At steady state, the mean temperatures, ${\text{T}}_{\text{MC}}{\text{ and T}}_{\text{MA}}$ are constant, and the rate of heat transfer (H) through the disc equal heat loss (Equation 2), using the cooling rate of the top brass disc covered with the chicken feather insulation, the cooling rate ($\frac{dT}{dt}$) was determined.

$$H=MC\frac{dT}{dt}$$ (2)

Combining Eqs. (1) and (2), the thermal conductivity, $\text{κ}$, was obtained as given in Eq. (3). Where M is the mass of the lower disc, and C is the specific heat.

$$\text{κ}=\frac{4MC\left(\frac{dT}{dt}\right)d}{\pi D^2\left(T_{MC}-T_{MA}\right)}$$ (3)

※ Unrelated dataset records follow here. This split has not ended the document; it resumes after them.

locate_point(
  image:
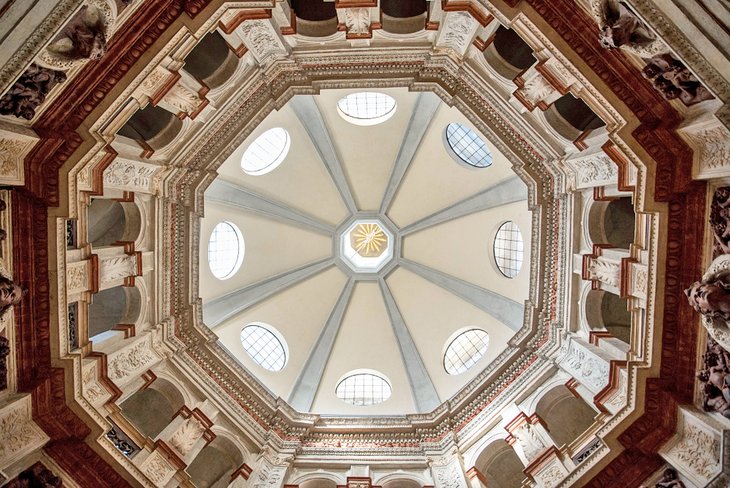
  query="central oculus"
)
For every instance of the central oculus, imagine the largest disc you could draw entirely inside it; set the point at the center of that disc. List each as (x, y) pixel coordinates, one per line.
(366, 245)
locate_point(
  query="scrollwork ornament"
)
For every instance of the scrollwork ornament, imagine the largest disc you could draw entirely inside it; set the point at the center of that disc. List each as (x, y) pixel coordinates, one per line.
(71, 50)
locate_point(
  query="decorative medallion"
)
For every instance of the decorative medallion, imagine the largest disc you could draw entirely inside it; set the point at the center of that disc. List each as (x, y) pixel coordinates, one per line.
(368, 240)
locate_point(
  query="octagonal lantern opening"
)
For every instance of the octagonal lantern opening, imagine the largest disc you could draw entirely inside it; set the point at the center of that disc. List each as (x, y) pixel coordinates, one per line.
(366, 246)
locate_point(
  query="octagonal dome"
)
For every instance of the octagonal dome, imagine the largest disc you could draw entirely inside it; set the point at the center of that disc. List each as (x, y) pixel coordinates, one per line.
(368, 251)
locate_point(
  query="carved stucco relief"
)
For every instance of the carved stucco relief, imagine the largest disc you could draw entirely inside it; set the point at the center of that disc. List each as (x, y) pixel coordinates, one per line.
(551, 476)
(606, 272)
(585, 366)
(697, 451)
(19, 435)
(711, 145)
(187, 435)
(457, 32)
(14, 147)
(262, 40)
(594, 170)
(77, 277)
(128, 361)
(157, 469)
(116, 268)
(357, 21)
(131, 175)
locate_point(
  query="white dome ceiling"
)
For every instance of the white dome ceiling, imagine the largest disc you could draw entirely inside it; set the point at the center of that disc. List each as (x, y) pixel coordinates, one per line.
(399, 320)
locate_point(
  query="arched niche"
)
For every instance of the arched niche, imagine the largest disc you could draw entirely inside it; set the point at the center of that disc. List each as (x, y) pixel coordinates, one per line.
(315, 18)
(513, 48)
(592, 305)
(508, 54)
(318, 483)
(401, 483)
(400, 17)
(565, 415)
(152, 409)
(571, 117)
(110, 222)
(213, 466)
(499, 463)
(154, 125)
(211, 61)
(114, 306)
(616, 317)
(612, 222)
(619, 221)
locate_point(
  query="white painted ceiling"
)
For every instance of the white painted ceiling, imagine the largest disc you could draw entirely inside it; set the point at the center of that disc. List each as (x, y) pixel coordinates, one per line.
(432, 312)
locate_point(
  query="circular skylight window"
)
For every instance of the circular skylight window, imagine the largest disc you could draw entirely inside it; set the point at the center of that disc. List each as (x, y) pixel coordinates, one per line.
(508, 249)
(265, 346)
(266, 152)
(366, 108)
(465, 146)
(363, 388)
(465, 350)
(225, 250)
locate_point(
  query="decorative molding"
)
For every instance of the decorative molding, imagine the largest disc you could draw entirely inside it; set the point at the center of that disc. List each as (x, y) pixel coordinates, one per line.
(19, 435)
(457, 32)
(125, 363)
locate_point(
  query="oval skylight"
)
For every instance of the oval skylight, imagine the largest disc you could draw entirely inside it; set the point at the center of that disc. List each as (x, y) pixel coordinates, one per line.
(225, 250)
(508, 249)
(366, 108)
(465, 351)
(266, 152)
(363, 389)
(465, 146)
(265, 346)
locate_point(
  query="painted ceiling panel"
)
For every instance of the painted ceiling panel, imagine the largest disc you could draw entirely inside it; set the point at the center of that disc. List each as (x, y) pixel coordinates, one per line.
(271, 248)
(365, 341)
(367, 152)
(298, 313)
(444, 246)
(433, 321)
(435, 180)
(301, 181)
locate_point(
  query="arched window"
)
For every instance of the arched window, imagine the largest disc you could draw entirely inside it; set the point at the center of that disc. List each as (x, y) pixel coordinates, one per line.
(265, 346)
(465, 350)
(363, 388)
(509, 249)
(225, 250)
(366, 108)
(466, 147)
(267, 152)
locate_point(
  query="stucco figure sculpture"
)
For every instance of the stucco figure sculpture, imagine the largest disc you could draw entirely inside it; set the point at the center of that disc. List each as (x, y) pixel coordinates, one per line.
(622, 27)
(711, 297)
(10, 294)
(84, 38)
(29, 91)
(673, 80)
(720, 220)
(670, 479)
(715, 379)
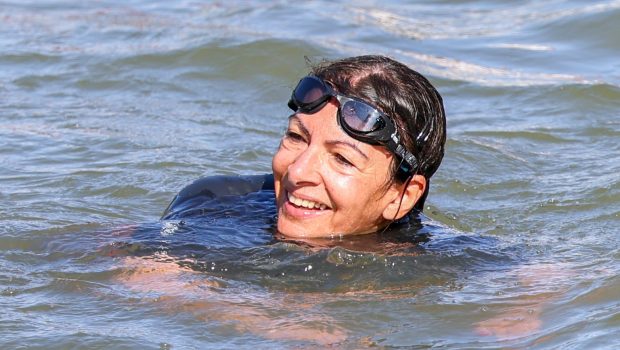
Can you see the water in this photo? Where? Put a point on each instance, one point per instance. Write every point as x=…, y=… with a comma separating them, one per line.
x=109, y=108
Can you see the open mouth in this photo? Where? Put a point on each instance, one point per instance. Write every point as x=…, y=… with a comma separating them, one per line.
x=304, y=203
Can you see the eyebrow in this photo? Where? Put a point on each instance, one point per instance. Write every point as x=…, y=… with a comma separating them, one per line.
x=304, y=130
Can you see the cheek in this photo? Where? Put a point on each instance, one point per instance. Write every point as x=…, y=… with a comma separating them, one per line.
x=279, y=163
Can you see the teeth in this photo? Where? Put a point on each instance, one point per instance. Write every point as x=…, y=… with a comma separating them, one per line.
x=305, y=203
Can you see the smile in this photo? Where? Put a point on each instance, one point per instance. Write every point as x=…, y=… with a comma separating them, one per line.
x=305, y=203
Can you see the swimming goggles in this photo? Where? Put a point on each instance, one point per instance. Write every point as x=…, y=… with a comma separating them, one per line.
x=357, y=118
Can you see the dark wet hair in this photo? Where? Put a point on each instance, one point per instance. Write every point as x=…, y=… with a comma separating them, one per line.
x=404, y=95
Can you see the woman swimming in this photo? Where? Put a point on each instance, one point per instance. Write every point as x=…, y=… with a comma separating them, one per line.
x=365, y=137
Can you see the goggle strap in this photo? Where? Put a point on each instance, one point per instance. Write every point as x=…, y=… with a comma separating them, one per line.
x=401, y=151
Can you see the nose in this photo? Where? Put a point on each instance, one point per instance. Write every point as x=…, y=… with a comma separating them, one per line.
x=305, y=169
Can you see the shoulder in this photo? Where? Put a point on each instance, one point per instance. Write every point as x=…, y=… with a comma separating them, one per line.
x=212, y=187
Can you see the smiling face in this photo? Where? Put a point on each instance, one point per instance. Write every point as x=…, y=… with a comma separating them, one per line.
x=327, y=183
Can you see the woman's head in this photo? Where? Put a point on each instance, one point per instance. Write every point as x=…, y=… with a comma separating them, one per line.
x=332, y=179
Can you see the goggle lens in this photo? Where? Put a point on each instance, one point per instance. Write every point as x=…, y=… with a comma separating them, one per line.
x=310, y=91
x=361, y=117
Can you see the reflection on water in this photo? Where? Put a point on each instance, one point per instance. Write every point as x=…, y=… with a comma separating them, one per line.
x=108, y=109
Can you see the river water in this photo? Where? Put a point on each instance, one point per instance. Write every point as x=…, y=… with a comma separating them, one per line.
x=109, y=108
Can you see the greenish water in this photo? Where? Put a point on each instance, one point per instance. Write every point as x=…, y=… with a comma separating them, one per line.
x=108, y=109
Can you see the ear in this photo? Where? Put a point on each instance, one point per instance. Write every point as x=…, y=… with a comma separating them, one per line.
x=410, y=193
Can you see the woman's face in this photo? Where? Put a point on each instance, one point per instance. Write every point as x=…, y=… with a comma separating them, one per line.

2.5.4. Comparison of the experimental with the predicted values

The experimental response values obtained were tested for accuracy by comparing the experimental values with the predicted values of the CCD generated model. Design Expert 11.1.2.0 was used for the design and interpretation of results. The significance of the quadratic model was also tested with analysis of variance (ANOVA).

3. Results and discussion

3.1. Sample diameter measurement

The average diameter, D, and thickness, d of the thermal insulator (TIN) samples (TIN-1 to TIN-10) were measured and recorded as given in Table 2. The insulators (Figure 3(a)) with CFF were seen to have more thickness than the sample without the CFF (TIN-10) in it.

Table 2.

Average thickness, d, and diameter, D, of the insulators.

Sample	d (mm)	D (mm)
TIN-1	3.300	100.322
TIN-2	3.516	97.032
TIN-3	2.888	101.480
TIN-4	2.848	101.346
TIN-5	3.246	108.312
TIN-6	3.588	106.686
TIN-7	3.520	106.532
TIN-8	3.430	99.094
TIN-9	3.378	102.194
TIN-10	2.644	95.524

Figure 3.

(a) The developed insulator and (b) The experimental set up of Lee's method for the thermal conductivity test.

3.2. XRD analysis

The XRD analysis of BNT nanofiller is as provided in Figure 2. The diffractogram showed that the substance contains two minerals: montmorillonite and gypsum, and both minerals have a monoclinic crystal system. The chemical formula for the montmorillonite (MMT) is Si_7.80Al_1.72Cs_0.16Fe_0.20Mg_0.28O_20.00, while for gypsum is Ca_4.00S_4.00O_24.00H_4.00. The crystallographic parameters are given in Table 3. Bentonite is an aluminuimphyllosillicate clay generated frequently from the alteration of volcanic ash consisting mostly of smectite minerals, usually montmorillonite [46].

Figure 2.

X-Ray diffractogram for the BNT nanofiller.

Table 3.

Crystallographic parameters of the minerals in the BNT.

Crystallographic	Mineral
Parameters	Montmorillonite	Gypsum
a (Å)a	5.181	6.2742
b (Å)	8.945	5.67
c (Å)	12.34	5.67
Alpha (Å)	90	90
Beta (Å)	99.62	113.908
Gamma (Å)	90	90
Calculated density	1.84	2.27
(g/cm3)

^aÅ (Angstrom unit) = 10⁻¹⁰m.

In addition to montmorillonite, it contains a small portion of other mineral matter like quartz, zeolites, gypsum, pyrite, or feldspar [47]. From Figure 2, the pattern shows that the substance contains MMT which is the major mineral formed at various peaks which can be seen at 7.10 2θ with the d-spacing of 12.4369Å, 26.512 2θ (d = 3.3459Å), 29.12 2θ (d = 3.0665Å), 36.63 2θ (d = 2.4531Å), 61.93 2θ (d = 1.44984Å) and further reflection at 68.06 2θ (d = 1.3777Å). Also, gypsum was noticed at about 11.66 2θ with a d-spacing of 7.5869Å and further confirmed at 23.63 2θ with a d-spacing of 3.7653Å. The diffractogram generated is similar to works carried out by Carlson, 2004 [48] and El Miz et al., 2017 [49].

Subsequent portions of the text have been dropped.